Paulo Castilho, no seu novo livro “O Sonho Português”,
coloca uma personagem a descrever-nos: “fervemos em pouca água e no instante
seguinte caímos na resignação e na tristeza, não somos um país, somos uma
melancolia politicamente organizada”.
Nada pode ser mais verdade. Os portugueses são de rompantes,
de emoções fortes, de ameaças de “partir a loiça”, de deitar abaixo tudo, de
mudar de vida. Depois, com o calendário a passar, desejosos, bem lá no fundo,
de “viver habitualmente”, como bem os topava Salazar, os nossos concidadãos
entram numa progressiva apatia, o que era chocante deixa de o ser tanto, o que foi
inaceitável passou a ser digerível, até certas caras, tão “impossíveis”, passam
a ser convivíveis.
E, no entanto, é bom ver o país mobilizado por causas. A
democracia deu espaço para isso. Recentemente, temo-nos entretido com os
méritos do Tribunal Constitucional, o Acordo Ortográfico, a privatização da TAP,
está mesmo aí a chegar a “saison” do debate sobre as touradas. Uma grande parte
do país detesta José Sócrates, outra defende-o. Desde há meses, a Grécia excita-nos
as colunas: os gregos ou são uns madraços ou uns heróis que acabarão por
derrotar os “troianos” berlinenses. A história, por cá, faz-se sempre de índios
e cowboys, ambos com adeptos legitimamente irados.
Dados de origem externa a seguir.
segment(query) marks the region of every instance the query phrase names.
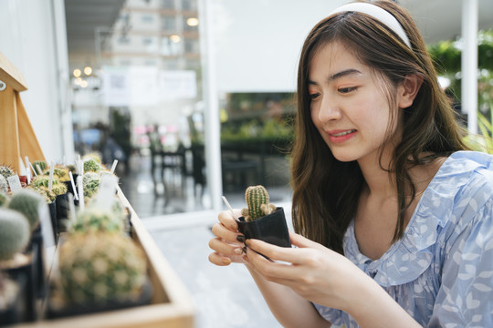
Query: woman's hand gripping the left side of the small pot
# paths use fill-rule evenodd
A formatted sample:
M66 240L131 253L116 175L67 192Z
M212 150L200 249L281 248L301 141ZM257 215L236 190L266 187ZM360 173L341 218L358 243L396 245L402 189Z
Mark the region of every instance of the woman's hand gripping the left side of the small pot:
M240 215L239 210L235 210L235 215ZM212 229L215 238L209 241L209 247L214 251L209 255L209 261L219 266L243 263L245 236L238 232L235 218L230 211L222 211L218 219Z

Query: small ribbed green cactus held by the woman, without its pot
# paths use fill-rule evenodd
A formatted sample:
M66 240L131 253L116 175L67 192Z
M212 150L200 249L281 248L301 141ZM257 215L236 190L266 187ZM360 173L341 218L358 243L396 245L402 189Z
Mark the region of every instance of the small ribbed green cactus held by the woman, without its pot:
M276 205L269 203L268 192L261 185L248 187L245 201L247 208L241 210L241 215L246 221L260 219L276 210Z

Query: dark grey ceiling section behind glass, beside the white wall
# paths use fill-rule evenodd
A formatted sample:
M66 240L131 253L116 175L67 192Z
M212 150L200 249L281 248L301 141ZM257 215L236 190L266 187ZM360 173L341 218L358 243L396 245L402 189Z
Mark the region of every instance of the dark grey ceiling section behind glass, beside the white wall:
M126 0L65 0L68 53L96 54L96 29L110 28Z

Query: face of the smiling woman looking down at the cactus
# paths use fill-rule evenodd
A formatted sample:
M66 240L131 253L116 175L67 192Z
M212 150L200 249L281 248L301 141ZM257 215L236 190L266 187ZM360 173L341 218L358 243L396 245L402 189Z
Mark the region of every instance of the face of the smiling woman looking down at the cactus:
M378 159L391 118L378 80L341 43L322 46L313 56L309 68L311 119L336 159ZM393 124L390 133L395 131Z

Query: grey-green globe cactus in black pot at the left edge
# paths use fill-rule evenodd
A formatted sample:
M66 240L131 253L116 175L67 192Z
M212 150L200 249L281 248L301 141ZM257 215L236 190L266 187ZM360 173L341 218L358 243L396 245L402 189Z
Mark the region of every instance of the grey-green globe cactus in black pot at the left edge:
M30 231L29 222L22 213L0 209L0 271L22 286L21 316L24 321L37 319L37 250L27 251ZM4 321L0 320L0 323Z

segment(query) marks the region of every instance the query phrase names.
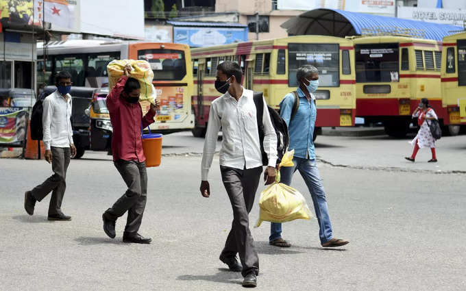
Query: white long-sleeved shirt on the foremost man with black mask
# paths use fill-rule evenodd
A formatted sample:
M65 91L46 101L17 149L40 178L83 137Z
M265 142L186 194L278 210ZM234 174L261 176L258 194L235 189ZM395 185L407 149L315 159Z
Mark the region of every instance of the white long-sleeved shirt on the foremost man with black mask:
M269 166L277 162L277 135L264 100L264 150L269 157ZM230 168L257 168L262 166L256 105L252 90L243 88L243 95L236 101L226 92L212 101L207 124L204 154L202 155L201 180L207 181L212 165L215 145L222 129L223 140L220 150L220 165Z

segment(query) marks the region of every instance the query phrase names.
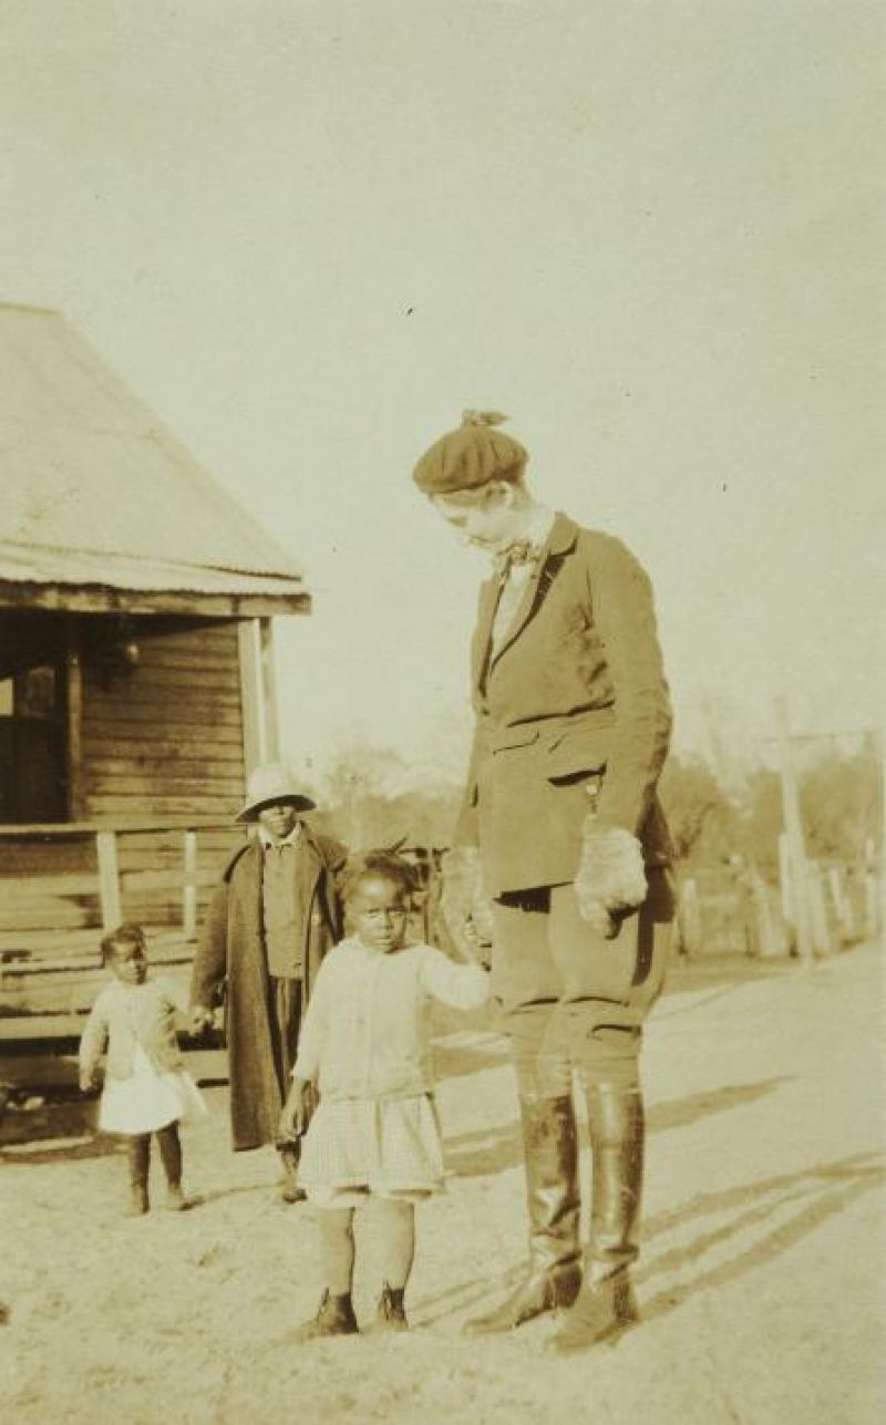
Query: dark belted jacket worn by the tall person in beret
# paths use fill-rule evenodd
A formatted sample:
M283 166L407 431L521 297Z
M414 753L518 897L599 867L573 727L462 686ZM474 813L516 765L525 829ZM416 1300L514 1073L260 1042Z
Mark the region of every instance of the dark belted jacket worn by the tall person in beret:
M454 838L480 846L487 893L571 881L591 807L665 864L655 785L671 704L647 574L620 540L557 514L493 657L497 598L493 577L471 646L477 724Z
O país precisa destas polarizações. Elas não assentam em
racionalidade: baseiam-se no debate emocional, simplificado, caricaturado. O
maniqueísmo é uma deriva que demonstra a mediocridade de uma vida cívica onde,
às vezes, fica a ideia de que quem falar mais alto tem (pelo menos por algum
tempo) a razão.
Os resultados da última sondagem de avaliação
político-partidária são um barómetro desta nossa ciclotimia emocional.
Não vai para muito tempo, esta maioria tinha “os dias
contados”, Passos Coelho estava “politicamente morto”, o país saía à rua e
grandolava, irado, contra a falta de sensibilidade social do executivo, com o
experimentalismo de governantes sem jeito. Lembro-me de falar com pessoas que
olhavam para o lado, quase com o receio de serem escutadas, quando afirmavam
que mantinham a sua confiança no governo.
Do lado da oposição, Seguro era visto como o único travão à
afirmação de uma alternativa credível. Recordo a tensão, quase “bélica”, no
seio da minha família política, entre os “seguristas” e os “costistas”. Tive conversas
arruinadas por altercações entre amigos, nas vésperas das “primárias”.
Hoje, as coisas vão sendo o que são. Bem cantava o Carlos do
Carmo, em “Os putos”: “quando a tarde cai, vai-se a revolta”. A TSU, as
pensões, as rendas, a emigração, o caos do ano letivo, o estado do “citius”
judiciário, a Tecnoforma, as listas VIP, todas as imensas trapalhadas e
incompetências de um ciclo, tudo isso passou à história, tudo isso foi antes de
Jesus caminhar sobre as águas da “segunda circular” e parar as televisões.
Somos um país curioso. Um amigo meu resume bem isto: os
portugueses, a partir de certa altura, optam por “berrar baixinho”.